Il Festival delle Colline Torinesi, dimostrandosi come sempre molto interessato alle punte di diamante della scena teatrale contemporanea, ha deciso di inserire nella sua programmazione del 2019 il vincitore del Premio Ubu 2018: “Overload” della compagnia fiorentina Sotterraneo (nata solo quattordici anni fa) è arrivato quindi sul palco del Teatro Gobetti di via Rossini. Il testo della pièce è di Daniele Villa; in scena Sara Bonaventura, Claudio Cirri, Lorenza Guerrini, Daniele Pennati, Giulio Santolini.

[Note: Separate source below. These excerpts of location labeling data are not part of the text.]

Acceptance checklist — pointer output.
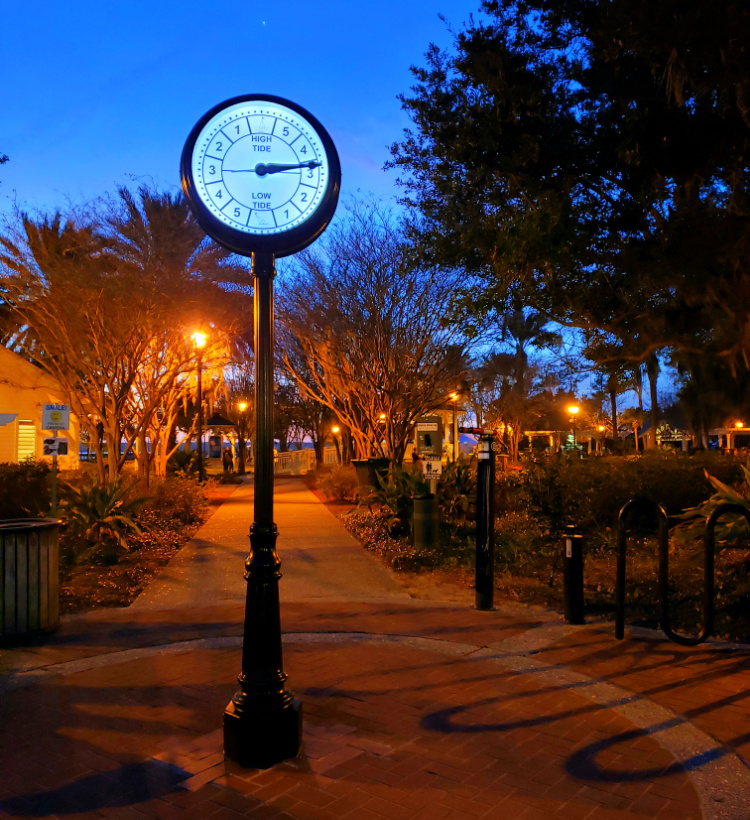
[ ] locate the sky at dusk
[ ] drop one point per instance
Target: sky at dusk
(95, 95)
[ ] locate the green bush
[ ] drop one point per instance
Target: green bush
(175, 499)
(24, 490)
(456, 490)
(183, 462)
(97, 518)
(590, 492)
(339, 483)
(396, 494)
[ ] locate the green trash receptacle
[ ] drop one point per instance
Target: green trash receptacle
(29, 579)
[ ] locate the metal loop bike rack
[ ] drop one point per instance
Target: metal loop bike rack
(663, 537)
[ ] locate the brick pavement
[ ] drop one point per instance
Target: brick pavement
(411, 710)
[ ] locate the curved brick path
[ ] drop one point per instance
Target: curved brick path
(412, 710)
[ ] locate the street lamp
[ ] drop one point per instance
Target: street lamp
(574, 410)
(241, 406)
(199, 342)
(454, 435)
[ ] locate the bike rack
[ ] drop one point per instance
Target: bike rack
(663, 536)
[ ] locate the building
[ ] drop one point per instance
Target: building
(24, 390)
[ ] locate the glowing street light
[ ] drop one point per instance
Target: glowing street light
(199, 342)
(454, 435)
(241, 406)
(574, 410)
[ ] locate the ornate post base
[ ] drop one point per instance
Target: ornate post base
(263, 721)
(260, 738)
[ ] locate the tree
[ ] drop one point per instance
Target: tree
(591, 160)
(514, 381)
(366, 332)
(101, 304)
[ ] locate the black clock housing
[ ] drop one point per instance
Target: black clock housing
(283, 243)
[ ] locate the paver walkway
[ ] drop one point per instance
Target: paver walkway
(412, 709)
(319, 557)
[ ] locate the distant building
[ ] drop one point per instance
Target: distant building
(24, 389)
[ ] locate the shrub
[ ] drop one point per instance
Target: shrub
(590, 492)
(24, 490)
(339, 484)
(456, 490)
(98, 516)
(177, 499)
(396, 494)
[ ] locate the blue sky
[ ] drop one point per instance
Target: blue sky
(97, 94)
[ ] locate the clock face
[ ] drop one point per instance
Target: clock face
(261, 174)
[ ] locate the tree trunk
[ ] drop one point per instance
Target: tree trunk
(652, 367)
(613, 402)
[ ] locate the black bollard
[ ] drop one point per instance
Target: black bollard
(573, 577)
(484, 584)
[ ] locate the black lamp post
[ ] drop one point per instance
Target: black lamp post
(267, 191)
(263, 721)
(199, 340)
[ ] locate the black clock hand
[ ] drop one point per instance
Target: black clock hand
(272, 168)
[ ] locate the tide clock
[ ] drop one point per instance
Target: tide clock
(261, 175)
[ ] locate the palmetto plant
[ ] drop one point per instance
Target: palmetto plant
(101, 513)
(729, 527)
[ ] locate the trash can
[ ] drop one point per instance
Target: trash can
(425, 522)
(29, 581)
(368, 470)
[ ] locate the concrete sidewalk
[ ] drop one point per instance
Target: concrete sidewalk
(412, 709)
(319, 557)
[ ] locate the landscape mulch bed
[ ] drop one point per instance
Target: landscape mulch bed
(99, 585)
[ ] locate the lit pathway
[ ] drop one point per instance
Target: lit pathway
(320, 560)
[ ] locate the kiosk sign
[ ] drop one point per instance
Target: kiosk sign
(430, 437)
(56, 417)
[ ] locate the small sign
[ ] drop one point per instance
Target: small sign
(429, 438)
(431, 470)
(55, 447)
(55, 417)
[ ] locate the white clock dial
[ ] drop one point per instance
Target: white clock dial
(260, 167)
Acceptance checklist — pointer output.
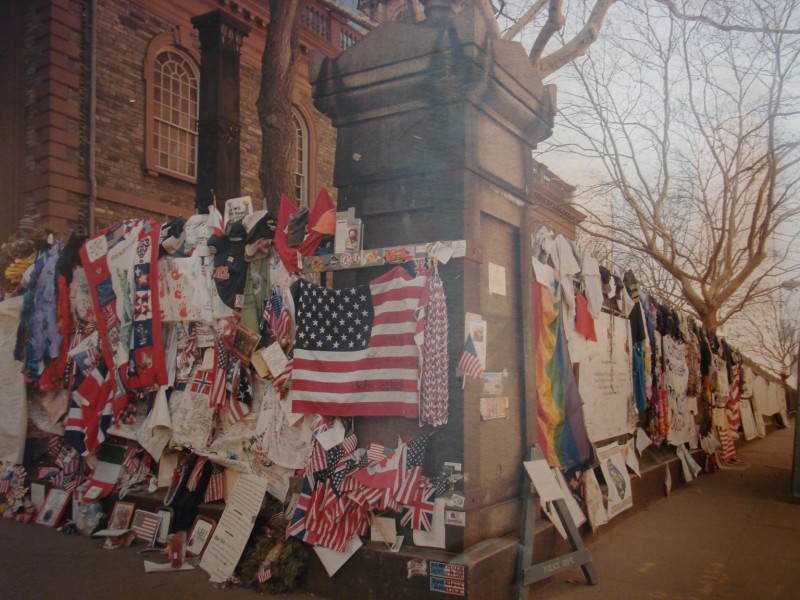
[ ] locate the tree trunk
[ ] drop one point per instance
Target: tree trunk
(274, 103)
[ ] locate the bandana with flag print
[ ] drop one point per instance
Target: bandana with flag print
(434, 395)
(124, 257)
(469, 361)
(215, 490)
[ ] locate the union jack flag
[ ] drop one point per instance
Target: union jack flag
(418, 513)
(132, 462)
(201, 384)
(376, 452)
(215, 490)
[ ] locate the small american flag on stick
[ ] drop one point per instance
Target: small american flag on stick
(469, 361)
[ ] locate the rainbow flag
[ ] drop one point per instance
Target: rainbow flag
(561, 428)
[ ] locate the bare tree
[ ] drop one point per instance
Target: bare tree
(274, 104)
(769, 333)
(698, 170)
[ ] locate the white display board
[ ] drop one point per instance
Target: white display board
(604, 373)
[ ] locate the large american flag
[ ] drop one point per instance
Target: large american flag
(355, 349)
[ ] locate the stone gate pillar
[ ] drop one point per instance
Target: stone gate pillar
(436, 122)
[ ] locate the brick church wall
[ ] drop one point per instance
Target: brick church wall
(56, 136)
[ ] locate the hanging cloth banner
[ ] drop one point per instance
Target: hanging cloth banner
(121, 266)
(312, 239)
(562, 431)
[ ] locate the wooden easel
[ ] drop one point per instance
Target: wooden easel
(527, 573)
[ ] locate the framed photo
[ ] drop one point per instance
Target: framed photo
(53, 508)
(145, 525)
(121, 515)
(199, 535)
(165, 528)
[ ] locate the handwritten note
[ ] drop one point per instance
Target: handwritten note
(230, 536)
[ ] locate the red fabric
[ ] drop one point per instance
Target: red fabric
(310, 244)
(584, 323)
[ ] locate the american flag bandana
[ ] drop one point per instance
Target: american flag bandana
(132, 461)
(377, 452)
(276, 318)
(469, 361)
(434, 395)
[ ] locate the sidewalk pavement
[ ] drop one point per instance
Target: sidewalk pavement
(731, 535)
(734, 534)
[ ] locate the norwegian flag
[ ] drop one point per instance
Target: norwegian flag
(469, 361)
(264, 572)
(70, 481)
(196, 474)
(297, 527)
(215, 219)
(215, 490)
(418, 514)
(411, 476)
(377, 452)
(217, 397)
(132, 462)
(201, 384)
(145, 525)
(240, 392)
(350, 444)
(319, 459)
(49, 472)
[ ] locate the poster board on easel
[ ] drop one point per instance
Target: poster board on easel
(528, 573)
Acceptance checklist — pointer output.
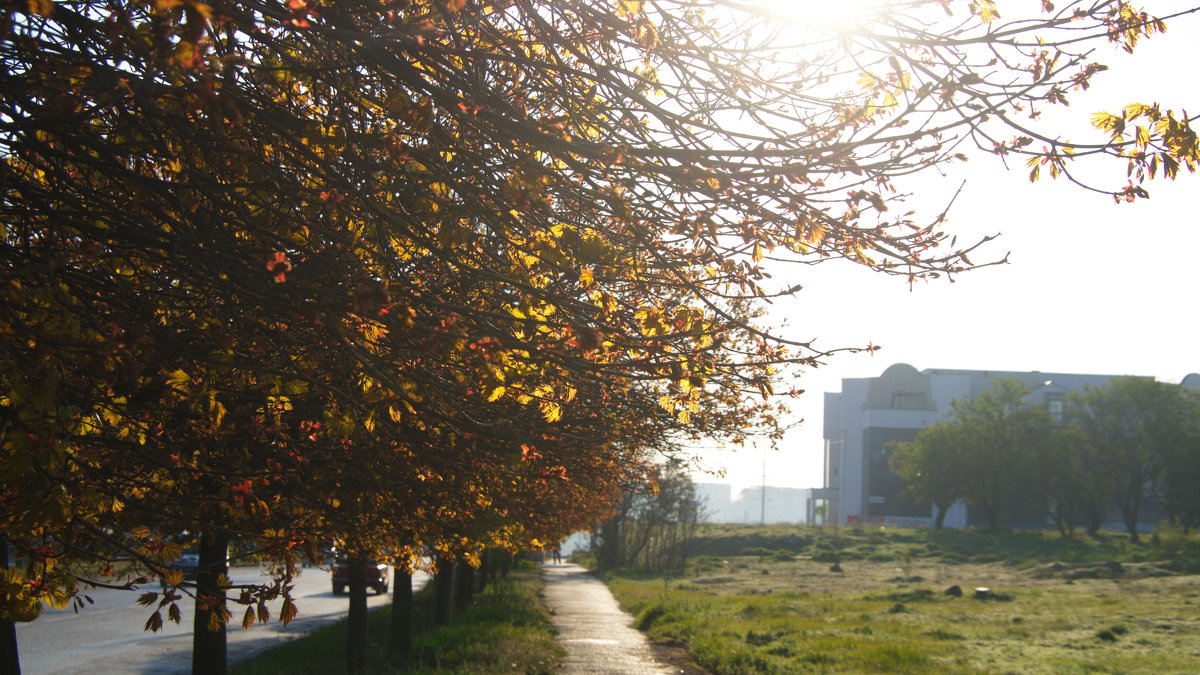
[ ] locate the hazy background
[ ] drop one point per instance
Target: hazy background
(1091, 286)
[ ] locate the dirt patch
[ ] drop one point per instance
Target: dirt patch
(675, 655)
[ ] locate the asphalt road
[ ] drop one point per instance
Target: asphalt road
(108, 637)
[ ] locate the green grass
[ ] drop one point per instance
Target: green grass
(1077, 605)
(505, 629)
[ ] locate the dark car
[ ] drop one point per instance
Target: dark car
(376, 575)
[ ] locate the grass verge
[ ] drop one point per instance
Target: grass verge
(1054, 607)
(507, 629)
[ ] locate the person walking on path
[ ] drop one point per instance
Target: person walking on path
(598, 635)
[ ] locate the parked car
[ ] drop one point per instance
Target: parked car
(376, 575)
(189, 562)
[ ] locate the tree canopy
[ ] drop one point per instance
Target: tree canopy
(269, 266)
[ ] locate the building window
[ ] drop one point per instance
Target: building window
(1054, 404)
(909, 401)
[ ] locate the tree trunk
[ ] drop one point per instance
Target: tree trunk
(209, 637)
(10, 658)
(611, 556)
(465, 587)
(401, 643)
(940, 519)
(485, 568)
(443, 591)
(357, 619)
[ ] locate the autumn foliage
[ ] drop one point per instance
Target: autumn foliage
(419, 273)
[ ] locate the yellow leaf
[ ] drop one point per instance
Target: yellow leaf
(41, 7)
(179, 380)
(551, 411)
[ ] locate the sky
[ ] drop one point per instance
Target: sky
(1091, 286)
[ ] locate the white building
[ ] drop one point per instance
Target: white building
(869, 412)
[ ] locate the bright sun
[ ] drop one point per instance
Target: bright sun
(826, 15)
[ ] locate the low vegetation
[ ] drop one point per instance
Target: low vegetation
(505, 629)
(858, 599)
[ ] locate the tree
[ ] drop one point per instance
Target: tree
(1001, 435)
(273, 233)
(1141, 434)
(933, 467)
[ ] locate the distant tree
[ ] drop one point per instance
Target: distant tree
(1001, 435)
(1066, 484)
(653, 524)
(1143, 436)
(933, 467)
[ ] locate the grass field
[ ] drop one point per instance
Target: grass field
(505, 629)
(771, 601)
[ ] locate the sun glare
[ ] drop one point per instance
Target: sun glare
(825, 15)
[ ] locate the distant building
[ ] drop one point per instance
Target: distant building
(869, 412)
(769, 505)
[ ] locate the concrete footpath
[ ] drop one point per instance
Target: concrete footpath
(598, 635)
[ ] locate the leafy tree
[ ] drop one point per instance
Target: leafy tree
(933, 467)
(1000, 436)
(1141, 434)
(253, 244)
(1066, 482)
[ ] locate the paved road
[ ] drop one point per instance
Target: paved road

Se si incappa nel comunicato stampa dell’Associazione Ubu per Franco Quadri si legge che Overload è meritevole del premio perché “affronta […] la frammentarietà contemporanea, con un linguaggio teatrale inedito, dal tratto collettivo, capace di penetrare l’oscurità suscitando al contempo il sorriso“. Il che è vero – tranne forse per l’originalità del registro drammaturgico – ma sicuramente non è tutto.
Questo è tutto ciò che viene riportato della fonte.